My husband has an amazing job offer that means we have to move to Atlanta into an apartment. I can't find anyone that allows GSD, does anyone know places that do?


----------



## bocron (Mar 15, 2009)

What part of Atlanta will he be working. Atlanta Metro is fairly spread out so it might help if we know where the job is or what area you are aiming for. 

Annette


----------



## Countrymama (May 22, 2011)

He'll be working right in the heart of down town--capitol building area.


----------



## jdh520 (Jun 4, 2011)

m=My old roommate lives on Piedmont Dr. in the heart of atlanta in a very nice apt called Alexan 360. He has a wgsd so you could try there.


----------



## Countrymama (May 22, 2011)

Just checked with them and they changed their policy. Banned!


----------



## DanielleOttoMom (May 11, 2010)

New job offer sounds great. Now have you tought about checking laws in the city.... seeing if there is any reason why most apartments don't allow GSD? I would check with an apartment relator. They wound know right off what apartments allow GSD and often don't charge a fee to do so.


----------



## jdh520 (Jun 4, 2011)

Countrymama said:


> Just checked with them and they changed their policy. Banned!


Well dang sorry about that. He is still living there so I wonder how he is getting away with it ha.


----------



## Countrymama (May 22, 2011)

DanielleOttoMom said:


> New job offer sounds great. Now have you tought about checking laws in the city.... seeing if there is any reason why most apartments don't allow GSD? I would check with an apartment relator. They wound know right off what apartments allow GSD and often don't charge a fee to do so.

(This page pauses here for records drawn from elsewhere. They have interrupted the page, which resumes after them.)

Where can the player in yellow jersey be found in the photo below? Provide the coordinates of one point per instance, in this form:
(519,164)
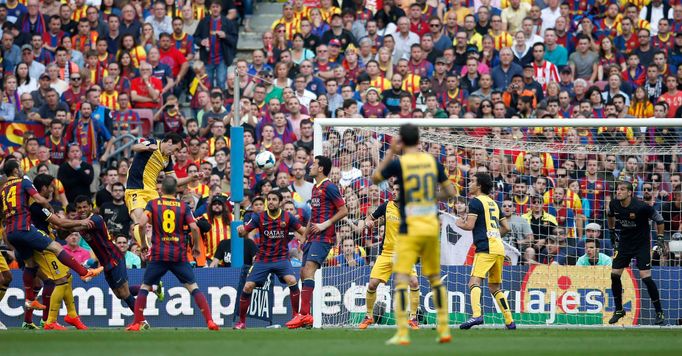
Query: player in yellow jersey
(383,267)
(419,175)
(487,228)
(150,159)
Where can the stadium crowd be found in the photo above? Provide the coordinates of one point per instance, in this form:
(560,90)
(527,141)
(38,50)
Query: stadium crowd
(89,72)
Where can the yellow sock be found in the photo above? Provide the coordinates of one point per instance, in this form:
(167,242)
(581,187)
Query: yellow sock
(414,302)
(440,300)
(68,299)
(56,303)
(475,297)
(401,308)
(504,306)
(371,298)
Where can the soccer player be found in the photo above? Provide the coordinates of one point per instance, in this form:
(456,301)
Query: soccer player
(629,224)
(383,266)
(24,237)
(327,207)
(274,227)
(168,251)
(151,157)
(418,174)
(108,255)
(487,228)
(57,281)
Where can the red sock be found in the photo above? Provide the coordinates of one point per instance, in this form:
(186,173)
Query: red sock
(307,296)
(200,299)
(295,295)
(244,302)
(48,288)
(28,278)
(70,262)
(140,303)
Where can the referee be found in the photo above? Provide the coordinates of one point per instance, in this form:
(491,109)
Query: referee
(630,232)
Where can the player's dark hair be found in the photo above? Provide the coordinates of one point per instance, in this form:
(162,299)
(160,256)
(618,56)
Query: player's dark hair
(409,134)
(42,180)
(169,185)
(626,184)
(594,241)
(10,166)
(325,163)
(173,138)
(275,193)
(485,181)
(82,198)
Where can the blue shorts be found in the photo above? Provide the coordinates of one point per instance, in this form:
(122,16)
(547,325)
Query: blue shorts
(117,276)
(157,269)
(316,251)
(25,242)
(260,270)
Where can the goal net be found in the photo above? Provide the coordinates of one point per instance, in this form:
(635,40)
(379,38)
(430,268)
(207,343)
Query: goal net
(553,183)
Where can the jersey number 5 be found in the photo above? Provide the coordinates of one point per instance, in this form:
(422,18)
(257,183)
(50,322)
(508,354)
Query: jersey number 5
(168,223)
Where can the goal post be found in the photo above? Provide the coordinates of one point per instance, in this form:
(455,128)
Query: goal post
(545,176)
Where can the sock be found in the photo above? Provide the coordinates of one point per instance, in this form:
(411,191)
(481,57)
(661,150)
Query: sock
(55,303)
(295,296)
(307,296)
(244,302)
(48,289)
(371,298)
(504,306)
(28,278)
(140,304)
(440,296)
(414,302)
(617,290)
(475,298)
(200,299)
(653,293)
(68,299)
(70,262)
(401,308)
(130,302)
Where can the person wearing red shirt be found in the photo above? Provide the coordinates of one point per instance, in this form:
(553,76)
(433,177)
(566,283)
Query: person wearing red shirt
(146,90)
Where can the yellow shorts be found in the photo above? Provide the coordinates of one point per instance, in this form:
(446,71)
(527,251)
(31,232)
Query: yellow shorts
(490,265)
(50,266)
(3,264)
(383,268)
(413,247)
(138,198)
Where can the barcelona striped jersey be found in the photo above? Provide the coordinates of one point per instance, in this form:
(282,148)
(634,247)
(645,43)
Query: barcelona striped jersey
(99,240)
(325,202)
(15,196)
(168,216)
(274,232)
(146,167)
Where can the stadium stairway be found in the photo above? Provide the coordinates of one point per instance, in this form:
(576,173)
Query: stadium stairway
(264,14)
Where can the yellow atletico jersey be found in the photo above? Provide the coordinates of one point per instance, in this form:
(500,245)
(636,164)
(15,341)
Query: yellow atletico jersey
(391,214)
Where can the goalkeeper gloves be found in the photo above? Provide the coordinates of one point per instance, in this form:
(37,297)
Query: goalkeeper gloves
(660,243)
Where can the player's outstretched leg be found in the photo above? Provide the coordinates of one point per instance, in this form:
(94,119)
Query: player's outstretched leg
(475,299)
(617,290)
(440,296)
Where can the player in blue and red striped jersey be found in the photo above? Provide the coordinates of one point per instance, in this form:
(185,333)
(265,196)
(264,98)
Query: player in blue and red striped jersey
(109,256)
(328,207)
(168,217)
(24,237)
(273,253)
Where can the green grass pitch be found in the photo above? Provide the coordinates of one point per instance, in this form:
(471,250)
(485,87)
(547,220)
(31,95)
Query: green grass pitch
(251,342)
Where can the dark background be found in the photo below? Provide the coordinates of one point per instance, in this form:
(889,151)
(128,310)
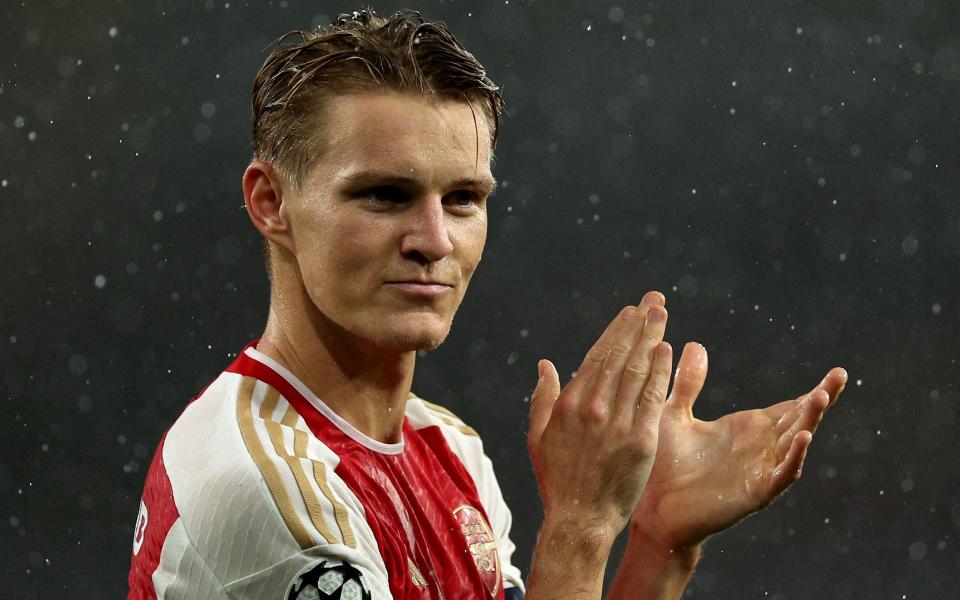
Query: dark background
(787,172)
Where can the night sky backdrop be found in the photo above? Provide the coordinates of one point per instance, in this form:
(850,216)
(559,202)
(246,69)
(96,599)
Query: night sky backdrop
(786,172)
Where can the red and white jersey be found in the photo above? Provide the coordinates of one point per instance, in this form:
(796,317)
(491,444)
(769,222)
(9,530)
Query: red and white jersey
(260,491)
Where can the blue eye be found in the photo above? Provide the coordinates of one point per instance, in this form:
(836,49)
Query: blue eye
(383,195)
(463,198)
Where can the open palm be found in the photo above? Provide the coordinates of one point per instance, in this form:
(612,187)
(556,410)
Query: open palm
(709,475)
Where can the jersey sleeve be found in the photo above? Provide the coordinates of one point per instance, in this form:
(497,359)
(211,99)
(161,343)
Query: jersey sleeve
(468,446)
(256,509)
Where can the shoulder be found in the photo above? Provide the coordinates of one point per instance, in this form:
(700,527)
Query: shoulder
(242,462)
(425,414)
(462,439)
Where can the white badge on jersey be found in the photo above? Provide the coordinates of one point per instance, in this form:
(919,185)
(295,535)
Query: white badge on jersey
(139,532)
(328,579)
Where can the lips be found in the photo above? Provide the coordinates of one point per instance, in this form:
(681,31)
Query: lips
(425,288)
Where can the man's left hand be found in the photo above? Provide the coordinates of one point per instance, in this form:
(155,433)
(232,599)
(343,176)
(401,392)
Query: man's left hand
(709,475)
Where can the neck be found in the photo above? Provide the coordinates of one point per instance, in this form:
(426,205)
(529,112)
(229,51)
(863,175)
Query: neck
(366,385)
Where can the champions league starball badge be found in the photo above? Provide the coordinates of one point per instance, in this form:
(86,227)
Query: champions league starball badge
(329,580)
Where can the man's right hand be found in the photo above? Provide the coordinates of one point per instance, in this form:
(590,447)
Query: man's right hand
(593,444)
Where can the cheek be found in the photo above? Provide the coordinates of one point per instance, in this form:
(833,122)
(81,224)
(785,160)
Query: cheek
(473,239)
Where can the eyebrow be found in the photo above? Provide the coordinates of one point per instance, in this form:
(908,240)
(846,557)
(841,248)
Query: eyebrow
(373,177)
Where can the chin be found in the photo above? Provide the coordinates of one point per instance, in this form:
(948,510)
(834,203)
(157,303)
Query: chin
(413,334)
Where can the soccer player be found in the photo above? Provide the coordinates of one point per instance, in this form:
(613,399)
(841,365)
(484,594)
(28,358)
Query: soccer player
(309,470)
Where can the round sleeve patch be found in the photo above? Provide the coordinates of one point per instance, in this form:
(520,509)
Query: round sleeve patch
(328,580)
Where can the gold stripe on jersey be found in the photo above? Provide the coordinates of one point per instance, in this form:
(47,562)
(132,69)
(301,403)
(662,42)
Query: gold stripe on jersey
(275,430)
(269,470)
(320,475)
(449,418)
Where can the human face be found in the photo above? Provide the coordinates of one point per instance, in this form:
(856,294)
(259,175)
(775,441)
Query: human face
(391,220)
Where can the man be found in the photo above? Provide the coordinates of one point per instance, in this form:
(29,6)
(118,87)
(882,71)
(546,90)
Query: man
(308,469)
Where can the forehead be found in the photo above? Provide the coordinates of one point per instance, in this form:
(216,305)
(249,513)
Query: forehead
(406,134)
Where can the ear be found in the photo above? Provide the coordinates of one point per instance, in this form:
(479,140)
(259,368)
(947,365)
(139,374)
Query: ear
(263,197)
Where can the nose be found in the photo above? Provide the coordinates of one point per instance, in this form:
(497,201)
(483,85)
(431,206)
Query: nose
(427,238)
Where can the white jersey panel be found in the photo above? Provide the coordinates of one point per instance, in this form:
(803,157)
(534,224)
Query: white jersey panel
(467,445)
(258,495)
(182,574)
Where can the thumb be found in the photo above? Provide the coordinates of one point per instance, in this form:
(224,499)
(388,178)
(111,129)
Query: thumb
(542,401)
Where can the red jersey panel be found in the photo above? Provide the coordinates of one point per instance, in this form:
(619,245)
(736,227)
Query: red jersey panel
(259,490)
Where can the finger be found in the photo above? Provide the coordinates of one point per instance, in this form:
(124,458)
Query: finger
(542,401)
(833,383)
(593,361)
(809,414)
(638,367)
(595,358)
(654,394)
(789,469)
(689,378)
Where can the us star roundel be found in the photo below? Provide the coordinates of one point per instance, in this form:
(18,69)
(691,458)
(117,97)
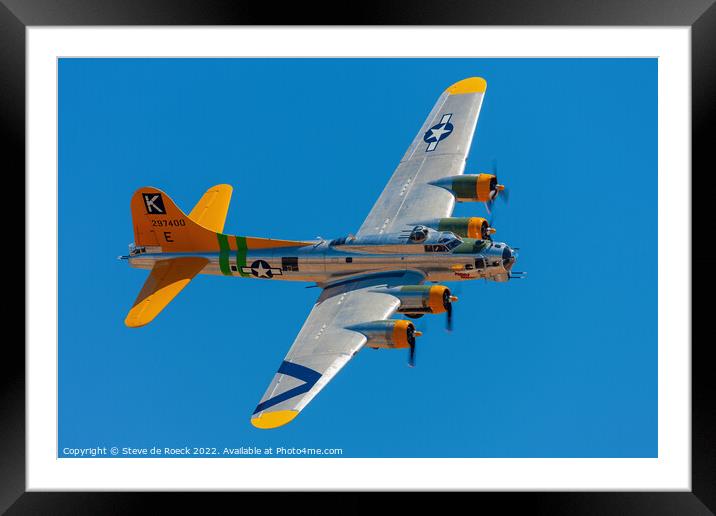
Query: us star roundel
(261,269)
(437,133)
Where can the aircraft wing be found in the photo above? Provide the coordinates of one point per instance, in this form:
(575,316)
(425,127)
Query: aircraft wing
(438,150)
(324,344)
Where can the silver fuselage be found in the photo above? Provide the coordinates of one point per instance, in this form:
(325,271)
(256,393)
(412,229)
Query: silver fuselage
(324,262)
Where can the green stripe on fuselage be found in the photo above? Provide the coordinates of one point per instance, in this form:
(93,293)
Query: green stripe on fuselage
(241,255)
(224,251)
(470,246)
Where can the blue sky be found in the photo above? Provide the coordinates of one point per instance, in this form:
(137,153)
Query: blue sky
(563,364)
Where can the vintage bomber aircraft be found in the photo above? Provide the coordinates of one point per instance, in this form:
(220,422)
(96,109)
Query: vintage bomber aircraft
(408,239)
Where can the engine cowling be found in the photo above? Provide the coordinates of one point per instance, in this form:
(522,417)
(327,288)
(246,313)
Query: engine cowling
(390,334)
(423,299)
(470,227)
(471,187)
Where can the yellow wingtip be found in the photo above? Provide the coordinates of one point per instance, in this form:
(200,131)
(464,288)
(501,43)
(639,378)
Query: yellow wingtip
(469,85)
(136,317)
(274,419)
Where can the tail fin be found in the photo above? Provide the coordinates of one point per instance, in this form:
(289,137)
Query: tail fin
(167,279)
(212,208)
(158,222)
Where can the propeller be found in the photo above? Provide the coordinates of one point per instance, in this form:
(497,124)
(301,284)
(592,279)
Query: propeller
(496,190)
(411,342)
(448,300)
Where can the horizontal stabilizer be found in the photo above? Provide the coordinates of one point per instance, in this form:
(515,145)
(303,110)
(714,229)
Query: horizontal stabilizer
(210,212)
(165,281)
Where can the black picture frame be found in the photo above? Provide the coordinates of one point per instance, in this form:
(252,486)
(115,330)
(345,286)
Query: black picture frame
(700,15)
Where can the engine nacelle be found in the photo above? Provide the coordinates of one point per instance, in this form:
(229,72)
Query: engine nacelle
(466,227)
(471,187)
(390,334)
(422,299)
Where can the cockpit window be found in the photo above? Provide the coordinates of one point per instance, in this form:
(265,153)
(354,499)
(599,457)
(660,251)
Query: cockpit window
(453,244)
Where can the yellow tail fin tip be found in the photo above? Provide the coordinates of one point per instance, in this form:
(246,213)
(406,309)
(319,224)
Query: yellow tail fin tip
(274,419)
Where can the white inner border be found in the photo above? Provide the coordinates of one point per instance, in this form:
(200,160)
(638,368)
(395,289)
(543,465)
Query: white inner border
(671,470)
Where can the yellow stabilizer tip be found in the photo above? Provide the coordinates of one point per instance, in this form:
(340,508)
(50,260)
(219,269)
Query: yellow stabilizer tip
(469,85)
(274,419)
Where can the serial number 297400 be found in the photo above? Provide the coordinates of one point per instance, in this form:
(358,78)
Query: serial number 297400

The breed has been banned from "community living" for being aggressive. The list makes no sense..Basset Hounds and Great Danes are on the list too! What's next Yorkies and tea-cup poodles? Insurance companies refuse to cover any company that allows them.


----------



## jdh520 (Jun 4, 2011)

Just talked to him and make sure your telling these people that your dog is trained. Sometimes that makes all the difference.


----------



## Countrymama (May 22, 2011)

jdh520 said:


> Just talked to him and make sure your telling these people that your dog is trained. Sometimes that makes all the difference.


She's 6 months old, well behaved (although silly) and housebroken/crate trained. I have every intention of muzzling her when we leave the apt. for her protection (so she doesn't get blamed) and the buildings. The apt. list on one site that she's okay, and another that she's not. Who can I talk to?


----------



## Countrymama (May 22, 2011)

I just wrote Alexan 360 with this (and I hope it helps)

"I have a sweet but silly German Shepard who is trained, crate trained and housebroken. I have every intention of muzzling her when we leave the apt. for her protection (so she doesn't get blamed) and the buildings. She will also be crated when we have company, are not home or maintenance is being done. She's family to us and out 4 yr old son's best friend and we're looking for a place that welcomes here."


----------



## jdh520 (Jun 4, 2011)

Sounds good, if they don't accept I'm sure they can help point you in the right direction. Another thought to give is crime is pretty bad in the whole downtown area of Atlanta. Are you sure you want to live in the heart of the city and not commute from outside?


----------



## Countrymama (May 22, 2011)

jdh520 said:


> Sounds good, if they don't accept I'm sure they can help point you in the right direction. Another thought to give is crime is pretty bad in the whole downtown area of Atlanta. Are you sure you want to live in the heart of the city and not commute from outside?


We're still going to look into rental houses and such but the point of an apt. is to save money on not having to deal with yard work and household repairs.


----------



## bocron (Mar 15, 2009)

I'd look into renting in the Brookhaven area, my old stomping grounds. Easy to get into downtown (my old neighborhood was mostly Coke executives) and quick access to Marta and down to the airport. More laid back rentals up and down North Druid Hills and Lenox, Briarcliff, etc.

Annette


----------